Fluid Reasoning Representations

20 Sept 2025 (modified: 11 Feb 2026)Submitted to ICLR 2026EveryoneRevisionsBibTeXCC BY 4.0
Keywords: LLM, Reasoning, Chain-of-Thought, Mechanistic Interpretability, Steering, Abstract Reasoning, Planning, BlocksWorld
TL;DR: Reasoning models like QwQ-32B progressively adapt their internal representations during extended reasoning to develop abstract, symbolic encodings that enable better performance on obfuscated planning tasks.
Abstract: Traditional large language models struggle with abstract reasoning tasks. By generating extended chains of thought, reasoning models such as OpenAI's o1 and o3 show dramatic accuracy improvements. However, the internal transformer mechanisms underlying this superior performance remain poorly understood. This work presents an early mechanistic analysis of how reasoning models process abstract structural information during extended reasoning. We analyze QwQ-32B on Mystery BlocksWorld -- a semantically obfuscated benchmark that measures planning and reasoning capabilities. We find that QwQ gradually improves its internal understanding of actions and concepts through its extended rollouts, developing abstract representations that focus on structure rather than specific action names.

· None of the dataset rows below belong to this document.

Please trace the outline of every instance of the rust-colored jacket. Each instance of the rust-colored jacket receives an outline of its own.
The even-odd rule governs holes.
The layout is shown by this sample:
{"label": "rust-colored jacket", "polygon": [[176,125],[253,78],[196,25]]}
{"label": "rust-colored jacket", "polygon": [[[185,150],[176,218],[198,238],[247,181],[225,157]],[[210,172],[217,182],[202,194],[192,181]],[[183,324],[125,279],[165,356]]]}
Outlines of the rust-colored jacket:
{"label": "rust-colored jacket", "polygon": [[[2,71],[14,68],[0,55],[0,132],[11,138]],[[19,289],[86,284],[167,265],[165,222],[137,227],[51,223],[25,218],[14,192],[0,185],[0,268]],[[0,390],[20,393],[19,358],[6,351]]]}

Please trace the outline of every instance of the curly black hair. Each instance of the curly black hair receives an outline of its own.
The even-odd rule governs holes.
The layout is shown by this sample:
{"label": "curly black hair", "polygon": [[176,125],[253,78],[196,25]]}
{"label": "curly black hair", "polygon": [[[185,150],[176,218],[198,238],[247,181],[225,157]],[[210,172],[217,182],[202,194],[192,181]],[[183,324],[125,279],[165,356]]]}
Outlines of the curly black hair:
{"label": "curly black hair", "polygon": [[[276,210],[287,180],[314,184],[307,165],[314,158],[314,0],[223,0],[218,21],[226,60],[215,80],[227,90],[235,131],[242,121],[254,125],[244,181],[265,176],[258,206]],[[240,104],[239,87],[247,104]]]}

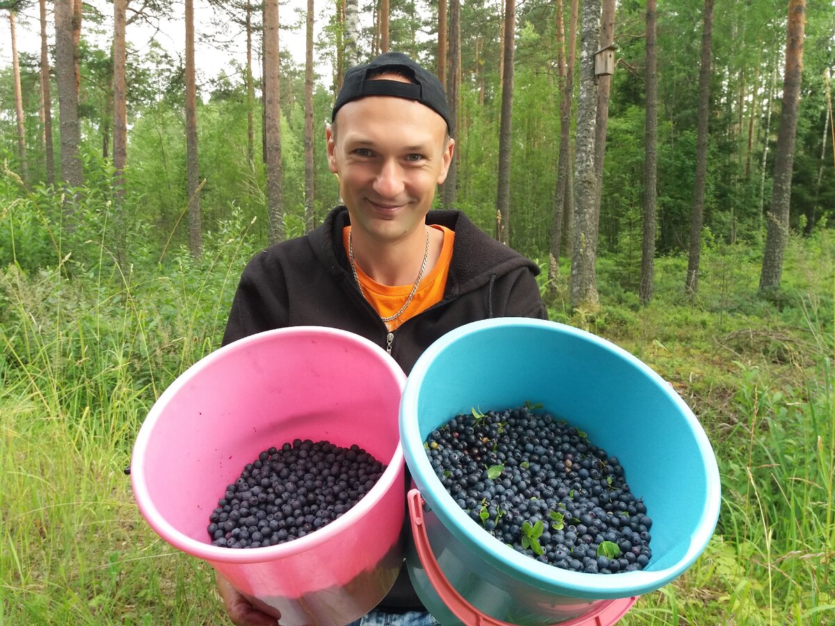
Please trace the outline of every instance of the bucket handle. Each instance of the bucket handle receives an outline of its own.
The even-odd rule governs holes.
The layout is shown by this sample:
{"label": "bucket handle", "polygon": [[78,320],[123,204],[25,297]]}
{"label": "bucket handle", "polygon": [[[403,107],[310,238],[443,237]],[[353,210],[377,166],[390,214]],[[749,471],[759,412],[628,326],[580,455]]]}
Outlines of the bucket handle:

Through steering experiments, we establish causal evidence that these adaptations improve problem solving: injecting refined representations from successful traces enhances accuracy, while symbolic representations can replace many specific Mystery BlocksWorld-obfuscated encodings with minimal performance loss. We therefore find that one of the factors driving reasoning model performance is in-context refinement of token representations -- which we call Fluid Reasoning Representations. This provides early mechanistic interpretability into reasoning models.